Most notably, however, the palace is infamous to this day as the site of the murder of Grigori Rasputin, a Russian mystic and friend to the family of Tsar Nicholas II, the last monarch of Russia.
7. Stroganov Palace
The opulent interiors of Stroganov Palace in St. Petersburg are some of the most visually stunning in the world, with sprawling frescoes, brightly painted walls, elaborate decorations, paintings, and marble sculptures adding to the palace’s overall appeal. In fact, when Stroganov Palace was nationalized in 1918, it functioned as a museum of aristocratic life.
The palace is now a branch of the Russian Museum, restored and preserved for future generations to enjoy. It is open to visitors every day except Tuesdays.
8. Menshikov Palace
Originally owned by Alexander Menshikov, who rose to notoriety as a member of the court of Peter the Great and later became the first governor of St. Petersburg, the stone Menshikov Palace is one of the oldest buildings in St. Petersburg. It is now part of the Hermitage Museum — but always housed great art, as Menshikov himself was a collector. When Menshikov was overthrown and exiled to Siberia in 1727, the palace became a prestigious high school for Russian statesmen and military leaders.
Menshikov Palace, located in St. Petersburg, is open to visitors daily and offers free admission to all visitors on the first Thursday of the month.
9. Pavlovsk Palace
Rather than sumptuous decorations, the Pavlovsk Palace in St. Petersburg stuns in its elegance and perfect proportions; the architect, Charles Cameron, admired the austerity of classical design and reflected this in his work. The interior, however, is a bit more ornate, with elegant furnishings fit for Russian royalty. Emperor Paul I added on to the palace when he ascended to the throne in 1796.

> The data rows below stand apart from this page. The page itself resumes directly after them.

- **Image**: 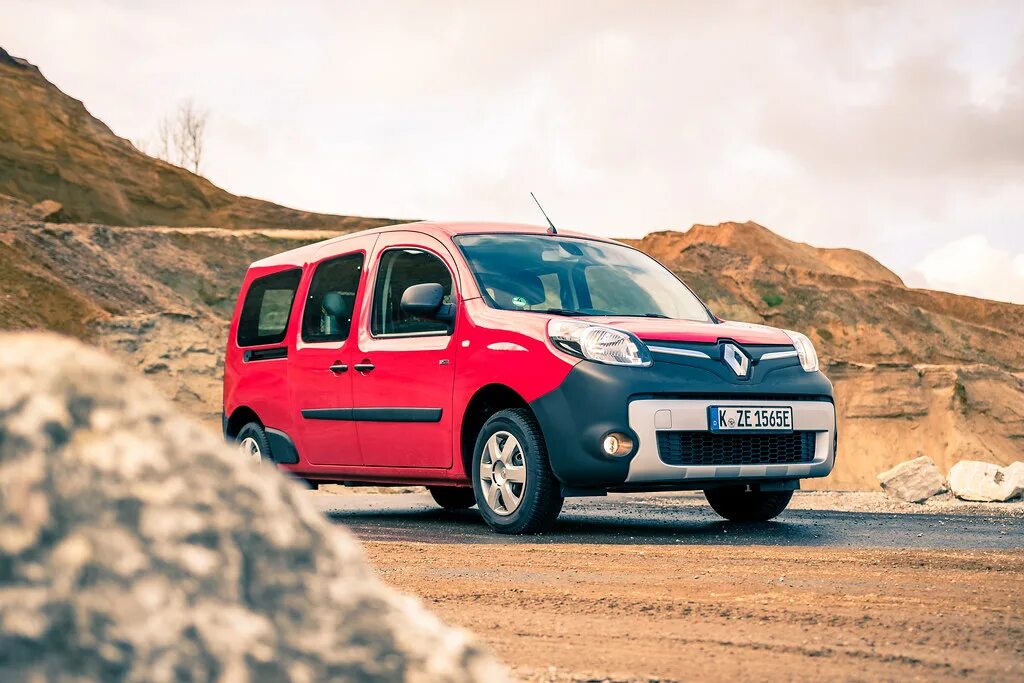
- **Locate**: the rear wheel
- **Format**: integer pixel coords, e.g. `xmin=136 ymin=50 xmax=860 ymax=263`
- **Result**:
xmin=234 ymin=422 xmax=272 ymax=469
xmin=430 ymin=486 xmax=476 ymax=510
xmin=705 ymin=486 xmax=793 ymax=522
xmin=473 ymin=408 xmax=562 ymax=533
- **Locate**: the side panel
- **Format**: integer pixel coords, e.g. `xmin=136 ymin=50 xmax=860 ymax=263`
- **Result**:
xmin=452 ymin=298 xmax=580 ymax=480
xmin=223 ymin=265 xmax=301 ymax=440
xmin=352 ymin=231 xmax=461 ymax=469
xmin=285 ymin=236 xmax=377 ymax=470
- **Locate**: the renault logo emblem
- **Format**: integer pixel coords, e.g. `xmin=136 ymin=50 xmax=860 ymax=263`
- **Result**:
xmin=722 ymin=344 xmax=751 ymax=377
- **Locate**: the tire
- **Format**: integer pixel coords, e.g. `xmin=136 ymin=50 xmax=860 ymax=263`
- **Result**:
xmin=234 ymin=422 xmax=273 ymax=468
xmin=473 ymin=408 xmax=563 ymax=533
xmin=705 ymin=486 xmax=793 ymax=522
xmin=430 ymin=486 xmax=476 ymax=510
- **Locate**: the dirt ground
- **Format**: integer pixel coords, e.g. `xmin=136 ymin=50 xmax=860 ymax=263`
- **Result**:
xmin=364 ymin=542 xmax=1024 ymax=681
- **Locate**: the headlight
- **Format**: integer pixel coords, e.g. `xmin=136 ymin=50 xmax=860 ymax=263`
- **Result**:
xmin=783 ymin=330 xmax=818 ymax=373
xmin=548 ymin=318 xmax=652 ymax=368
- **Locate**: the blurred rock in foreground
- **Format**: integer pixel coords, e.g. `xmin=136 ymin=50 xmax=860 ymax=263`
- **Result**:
xmin=0 ymin=334 xmax=505 ymax=683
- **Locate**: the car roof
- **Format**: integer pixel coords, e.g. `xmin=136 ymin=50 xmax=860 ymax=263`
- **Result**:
xmin=250 ymin=220 xmax=617 ymax=268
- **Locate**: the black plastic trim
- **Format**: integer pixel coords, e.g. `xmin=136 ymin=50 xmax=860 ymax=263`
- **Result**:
xmin=530 ymin=356 xmax=833 ymax=488
xmin=242 ymin=346 xmax=288 ymax=362
xmin=263 ymin=427 xmax=299 ymax=465
xmin=302 ymin=408 xmax=443 ymax=422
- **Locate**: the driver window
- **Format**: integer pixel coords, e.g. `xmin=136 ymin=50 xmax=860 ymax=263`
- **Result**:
xmin=370 ymin=247 xmax=452 ymax=337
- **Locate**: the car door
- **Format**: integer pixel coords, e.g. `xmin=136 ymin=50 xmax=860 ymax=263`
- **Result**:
xmin=352 ymin=232 xmax=458 ymax=468
xmin=289 ymin=237 xmax=376 ymax=466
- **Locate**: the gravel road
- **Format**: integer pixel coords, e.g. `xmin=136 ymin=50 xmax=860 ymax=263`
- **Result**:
xmin=314 ymin=493 xmax=1024 ymax=682
xmin=316 ymin=492 xmax=1024 ymax=550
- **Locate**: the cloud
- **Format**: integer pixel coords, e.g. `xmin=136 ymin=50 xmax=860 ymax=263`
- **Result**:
xmin=0 ymin=0 xmax=1024 ymax=301
xmin=913 ymin=234 xmax=1024 ymax=303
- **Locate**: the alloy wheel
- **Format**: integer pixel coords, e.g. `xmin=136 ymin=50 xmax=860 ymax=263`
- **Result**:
xmin=480 ymin=431 xmax=526 ymax=517
xmin=239 ymin=436 xmax=263 ymax=467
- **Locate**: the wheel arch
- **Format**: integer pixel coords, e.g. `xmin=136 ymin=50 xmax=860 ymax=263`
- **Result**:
xmin=224 ymin=405 xmax=265 ymax=439
xmin=459 ymin=383 xmax=532 ymax=477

Later, the palace was pillaged by Nazis during wartime, and it took a great many years for reconstruction work to restore the structure to its former glory. Today, Pavlovsk Palace is open to visitors all but one day per week (opening days change depending on the season) and costs about $8 (500 rubles) per adult. It’s located south of St. Petersburg proper, in the town of Pavlovsk, a one-hour train ride from Vibetski railway station.
10. Gatchina Palace
Located in Gatchina, a town located one hour away by train from the center of St. Petersburg, Gatchina Palace is now called the Gatchina Palace and Estate Museum, with rooms, exhibitions, and even an underground passageway available for visitors to explore (open daily). It has been home to four tsars in its lifetime.
The palace opened to the public in 1918, soon after the Russian Revolution, but was badly damaged during World War II, and restoration work did not commence for decades afterward. Today, however, the museum hosts yearly exhibitions organized with other museums in Russia.